Suara.com - Kasus pembekuan darah pada mereka yang mendapat vaksin Covid-19 AstraZeneca membuat sejumlah negara di Eropa sempat mengangguhkan penggunaan suntikan tersebut.
Kondisi tersebut membuat Australia melakukan investigasi kaitan kasus pembekuan darah yang tercatat pada Jumat terkait dengan vaksin virus corona AstraZeneca, kata seorang pejabat kesehatan.
Mereka juga meningkatkan kepedulian di negara di mana kebanyakan orang diharapkan menerima suntikan vaksin. Demikian seperti dikutip dari ANTARA.
Seperti diketahui, seorang pria berusia 44 tahun dirawat di rumah sakit Melbourne beberapa hari karena pembekuan darah setelah menerima vaksin AstraZeneca. Pria itu menderita trombosis serius dan jumlah trombosit yang rendah, atau sel darah yang berhenti mengalir.
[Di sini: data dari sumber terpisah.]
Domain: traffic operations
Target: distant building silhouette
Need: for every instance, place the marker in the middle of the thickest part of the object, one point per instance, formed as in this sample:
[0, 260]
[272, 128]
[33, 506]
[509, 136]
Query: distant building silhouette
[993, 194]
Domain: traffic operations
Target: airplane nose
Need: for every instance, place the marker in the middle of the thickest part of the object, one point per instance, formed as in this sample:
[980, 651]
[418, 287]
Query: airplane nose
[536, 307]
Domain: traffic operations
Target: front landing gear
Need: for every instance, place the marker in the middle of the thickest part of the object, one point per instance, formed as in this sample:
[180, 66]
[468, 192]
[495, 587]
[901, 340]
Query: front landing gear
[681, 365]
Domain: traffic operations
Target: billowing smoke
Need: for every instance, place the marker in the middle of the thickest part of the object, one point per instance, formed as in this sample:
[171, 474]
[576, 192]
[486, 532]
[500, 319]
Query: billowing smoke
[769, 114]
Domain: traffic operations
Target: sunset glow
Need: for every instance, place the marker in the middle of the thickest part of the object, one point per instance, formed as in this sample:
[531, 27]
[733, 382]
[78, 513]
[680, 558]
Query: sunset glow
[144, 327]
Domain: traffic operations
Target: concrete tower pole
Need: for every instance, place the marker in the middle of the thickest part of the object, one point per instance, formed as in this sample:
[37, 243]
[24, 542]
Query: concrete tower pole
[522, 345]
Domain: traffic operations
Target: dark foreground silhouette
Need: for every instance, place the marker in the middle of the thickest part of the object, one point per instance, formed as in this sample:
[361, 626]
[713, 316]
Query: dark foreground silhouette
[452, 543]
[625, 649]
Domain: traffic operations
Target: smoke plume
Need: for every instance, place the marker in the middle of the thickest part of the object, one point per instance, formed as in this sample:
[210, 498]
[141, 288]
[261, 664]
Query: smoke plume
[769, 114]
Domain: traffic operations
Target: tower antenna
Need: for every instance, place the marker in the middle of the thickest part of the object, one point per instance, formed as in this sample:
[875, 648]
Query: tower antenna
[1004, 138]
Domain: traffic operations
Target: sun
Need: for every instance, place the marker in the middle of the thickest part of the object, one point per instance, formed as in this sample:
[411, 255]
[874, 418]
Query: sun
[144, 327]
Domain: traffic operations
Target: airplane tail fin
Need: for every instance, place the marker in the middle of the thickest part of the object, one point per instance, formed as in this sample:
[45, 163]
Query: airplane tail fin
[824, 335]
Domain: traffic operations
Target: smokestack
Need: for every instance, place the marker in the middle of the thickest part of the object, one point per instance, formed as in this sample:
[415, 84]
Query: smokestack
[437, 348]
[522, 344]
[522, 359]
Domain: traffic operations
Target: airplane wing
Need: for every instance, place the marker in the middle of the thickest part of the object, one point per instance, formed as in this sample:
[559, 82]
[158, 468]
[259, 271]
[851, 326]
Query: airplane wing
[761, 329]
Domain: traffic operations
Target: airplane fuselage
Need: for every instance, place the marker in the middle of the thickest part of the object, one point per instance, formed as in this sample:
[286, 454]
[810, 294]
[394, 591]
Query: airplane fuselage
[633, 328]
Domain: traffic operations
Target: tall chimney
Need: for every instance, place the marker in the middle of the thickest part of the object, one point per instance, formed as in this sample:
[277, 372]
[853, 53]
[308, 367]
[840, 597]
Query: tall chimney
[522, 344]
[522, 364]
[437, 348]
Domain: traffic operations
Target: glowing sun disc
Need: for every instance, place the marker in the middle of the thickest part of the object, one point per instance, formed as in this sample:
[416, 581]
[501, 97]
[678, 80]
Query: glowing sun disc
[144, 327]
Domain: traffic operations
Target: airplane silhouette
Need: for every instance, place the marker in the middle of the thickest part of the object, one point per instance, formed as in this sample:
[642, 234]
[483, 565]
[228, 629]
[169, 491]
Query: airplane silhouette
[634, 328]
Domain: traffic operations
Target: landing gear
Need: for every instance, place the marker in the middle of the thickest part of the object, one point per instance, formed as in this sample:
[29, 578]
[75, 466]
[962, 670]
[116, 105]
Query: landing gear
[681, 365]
"Penyidik saat ini belum mengonfirmasi hubungan sebab akibat dengan vaksin Covid-19 AstraZeneca, tetapi penyelidikan sedang berlangsung," kata wakil kepala petugas medis, Michael Kidd, dalam konferensi pers yang disiarkan televisi.
Harapanya, akan lebih banyak informasi yang bisa dikumpulkan hingga Sabtu, (3/4/2021) mendatang.
Pada Kamis (1/4), Inggris mengidentifikasi 30 kasus peristiwa pembekuan darah langka setelah penggunaan vaksin, dan beberapa negara, termasuk Kanada, Prancis, Jerman dan Spanyol, membatasi penggunaannya setelah laporan serupa.
Regulator Australia, Therapeutic Goods Administration (TGA), sebelumnya mengatakan vaksin AstraZeneca tidak terkait dengan peningkatan risiko pembekuan darah secara keseluruhan.
Dalam sebuah pernyataan pada Jumat, Kelompok Penasihat Teknis Australia untuk Imunisasi mengatakan, "Tidak ada tingkat keseluruhan yang lebih tinggi jenis pembekuan darah yang relatif umum (...) yang dilaporkan setelah vaksinasi Covid-19."
Baca Juga: Humas SMPN 11 Tangsel Angkat Bicara Soal Satpam Meninggal Habis Divaksin
Australia meluncurkan vaksinasi massal untuk 25 juta penduduknya pada Februari, dengan sebagian besar diharapkan menerima vaksin Universitas Oxford/ AstraZeneca. Pada akhir Maret, CSL Ltd memulai produksi dalam negeri sebanyak 50 juta dosis.